When I first found myself reading Native Son, I was pained to the point of
wanting to stop reading due to the poor choices Bigger made (or almost made). This
first came along in the bar scene where, after learning about his new job,
Bigger decided to rob a white man’s shop. I wanted to yell at him, telling him
to grow up and take the job; thankfully, he did, but not after cutting the pool
table and fighting with his friends trying to convince them to rob the shop, even
though Bigger wasn’t fully onboard with the plan either.
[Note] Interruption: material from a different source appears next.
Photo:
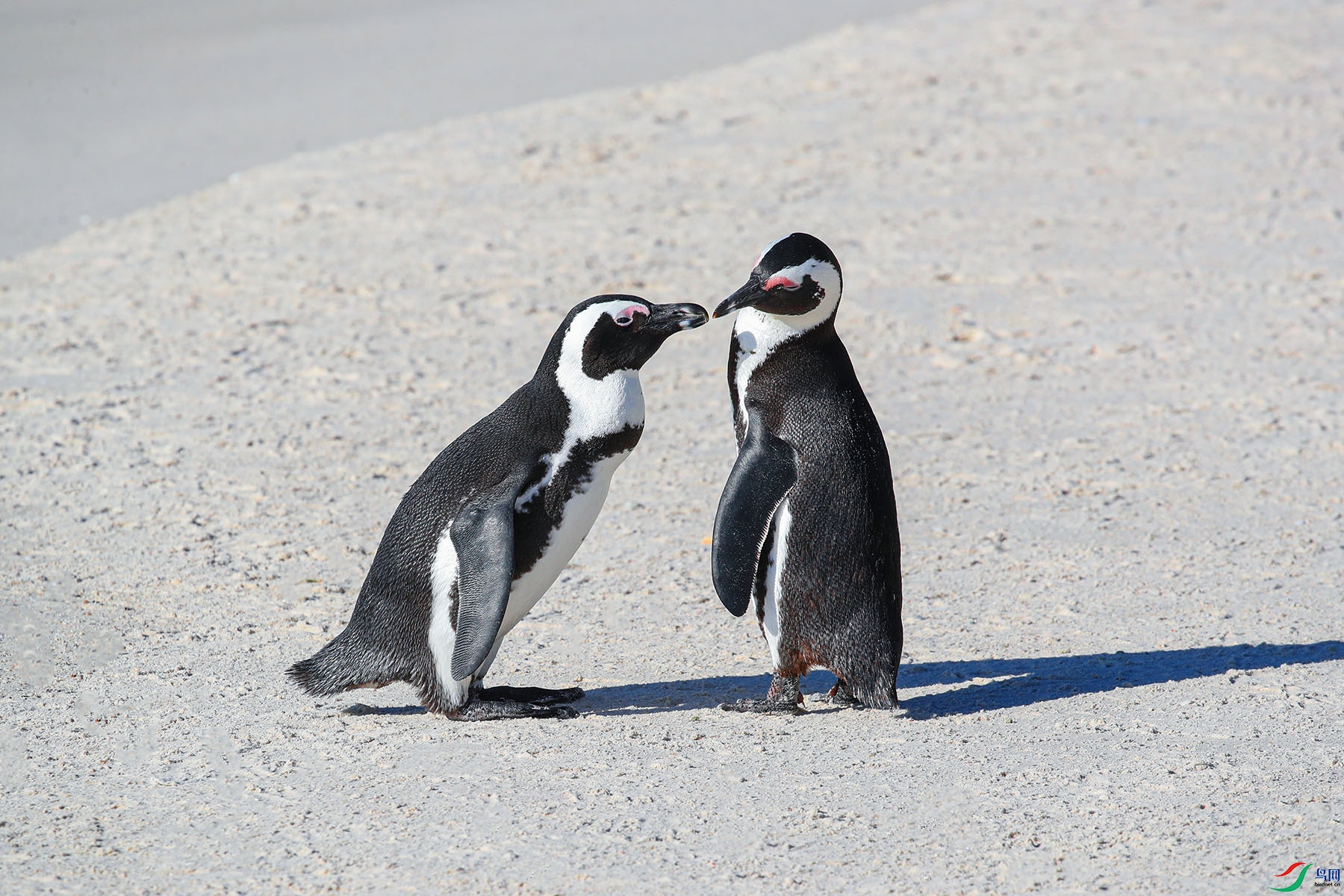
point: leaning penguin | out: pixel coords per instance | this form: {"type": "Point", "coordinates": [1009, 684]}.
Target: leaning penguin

What if Bigger had decided to rob Blum’s? Well he
probably wouldn’t have ended taking the job at the Dalton’s, hiding for fear of
recognition. His family would be disappointed and run out of relief food, out
of embarrassment, and fear, Bigger probably wouldn’t return home. Although he
would never be sentenced to death for the murder of Marry Dalton, the law
probably would catch up to him and he would end up in jail.
There are so many of these forks that Bigger
encountered in the book. What are some of his experiences that you found the
most harrowing?
Bigger's fight with his friends (Gus especially) in the pool hall is complicated in its motives: he is ostensibly trying to convince them to go through with the job, or berating them for chickening out. But we know that he's also feeling deeply ambivalent about the plan, he's afraid to go through with it, and he's also afraid that his friends will learn that he's afraid. So the tough-guy, pool-table-cutting act is an effort to hide the fact that he's scared (like so much else in this novel). We as readers are privy to a whole other level of motivation, that isn't evident on the surface.
ReplyDeleteIt's hard for me to single out "harrowing" moments, but the whole ordeal with Mary's body down by the furnace gives me the willies every time. Wright doesn't turn his "camera" away at all, and we have to go through the whole experience with each reading.